I had some blood taken yesterday. It wasn’t nearly as stressful as the last time I had my blood taken, which was when I was having a sensible routine STD test and they said- “Hey; would you like an HIV test too?” And I was like- “Hell yeah; #YOLO.”
I’m all for people training on me because obviously they have to learn sometime, but when a nurse takes a needle out of your vein and goes “OH” and you look down at the crook of your arm to see a bruise rapidly spreading out under your skin and taking over your entire elbow area, it might put you off this kind of thing for a while.
So it was with trepidation that I ripped a ticket from this little machine that I associated with the shoe shops of my childhood then sat and waited until my number popped up on the screen.
Earlier on I had been poked and prodded by a neurologist and apart from realising that I don’t seem to have any reflexes at all on the left side of my body (!), she doesn’t think there is anything wrong with me apart from TOURETTES, but she is putting me in an MRI machine soon to be sure. I’m not looking forward to this one bit. Can you imagine being trapped in a tube with me for 20 minutes with no other stimuli to entertain you apart from my mad thoughts? I can as well.
Anyway. I popped a Valium and waited in a drug-induced haze for twenty minutes until my number was called, upon which I stumbled over to the room and appeared with a glazed, terrified look on my face. This would have been the time when I broke down and started screaming out of fear, humiliating myself in front of everyone in the neurology department at Ealing hospital, but I remained calm.
I remained calm purely out of embarrassment: from where I had to sit and have my blood taken, the entire waiting room of 50 + people not only could see me, but seemed to be actively staring at me to see how I would react to someone plunging a needle into the depths of my arm and sucking out my innards. Self-consciousness took over fear, (though the Valium probably helped too) and I sat there gleefully smiling at the entire waiting room during the horrifying procedure.
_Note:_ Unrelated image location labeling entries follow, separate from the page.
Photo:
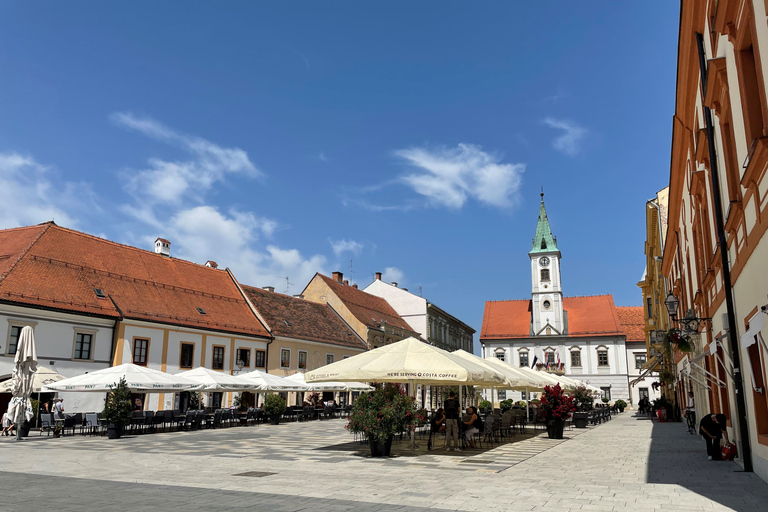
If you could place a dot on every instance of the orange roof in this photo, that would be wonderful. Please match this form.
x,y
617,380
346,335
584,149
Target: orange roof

After it happened, I said to Foofy (who was waiting in the waiting room but kept switching seats in order to confuse me, but this, again, could have been the Valium.) “That really wasn’t so bad! It barely even hurt!” Taking the plaster off later, however, was an entirely different matter.
And thus I (probably only temporarily) cured myself of my fear of needles. It only took some Valium and a room-full of people staring at me.
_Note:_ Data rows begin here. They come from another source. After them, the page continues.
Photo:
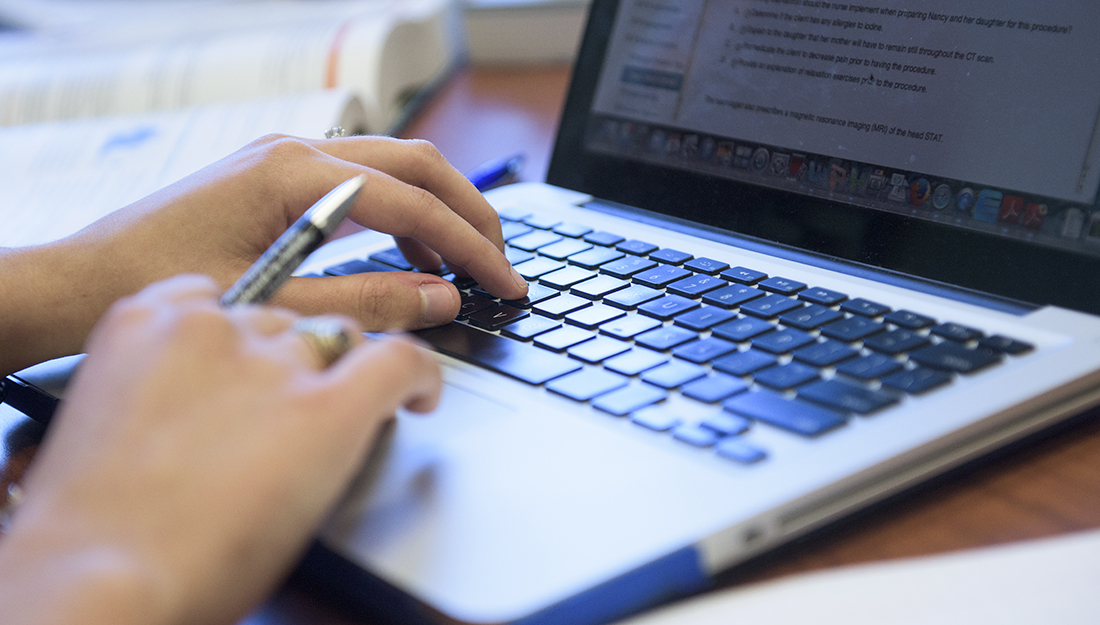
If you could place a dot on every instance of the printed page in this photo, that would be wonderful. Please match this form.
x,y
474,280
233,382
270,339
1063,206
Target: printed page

Ironically, it was my self-consciousness that got me into this medical mess I’ve found myself in… since writing my last entry about a million years ago I basically retreated inside my own head and became this very odd self-loathing machine who only seemed to have three settings:
It’s not difficult for me to imagine where these feelings came from, seeing as my life for nine months (with occasional intervals for rest and refreshment) was basically this:
My problem is that I listen TOO much. I listen and absorb every single insult and compliment that comes my way. Although a lot of stuff I was told was completely valid, a lot of it wasn't, and the sheer amount of it I received was so overwhelming I no longer became capable of distinguishing between the two, and it made me question whether or not I wanted to perform on the stage or even if I wanted to be around people anymore. As I've said previously, if there was a job involving playing with puppies all day, I'd probably take it.
I used to think you only got post-traumatic stress disorder from going to war or losing a loved one. Who knew you could get it from a theatrical tour? What a world!
After this happened to me, my brain got very scrambled and I started to believe I was all these dreadful things, and I began to wonder why it was I had any friends at all. I started to push them away and refused to see people, and when I did see them I acted like a belligerent arse for no reason in particular. However when life gets to the point that you have to down a large whisky at 11am in order to get out of bed for a full day of watching television and hating yourself, perhaps something should be done. In my case, this something was registering with a doctor and getting some lovely pills which changed my life, even though I felt so faint when I first took them on the first day that I almost collapsed in Morrisons. I don't feel I've had some kind of bolt of inspiration that's instantly made me a healthy, happy person, because I'm under no illusions that it'll take a short amount of time to reverse the damage that has been done to me, and the damage that I did to myself. I am still hurt and delicate, but I am appearing in a production of HMS Pinafore soon, so it's not all bad.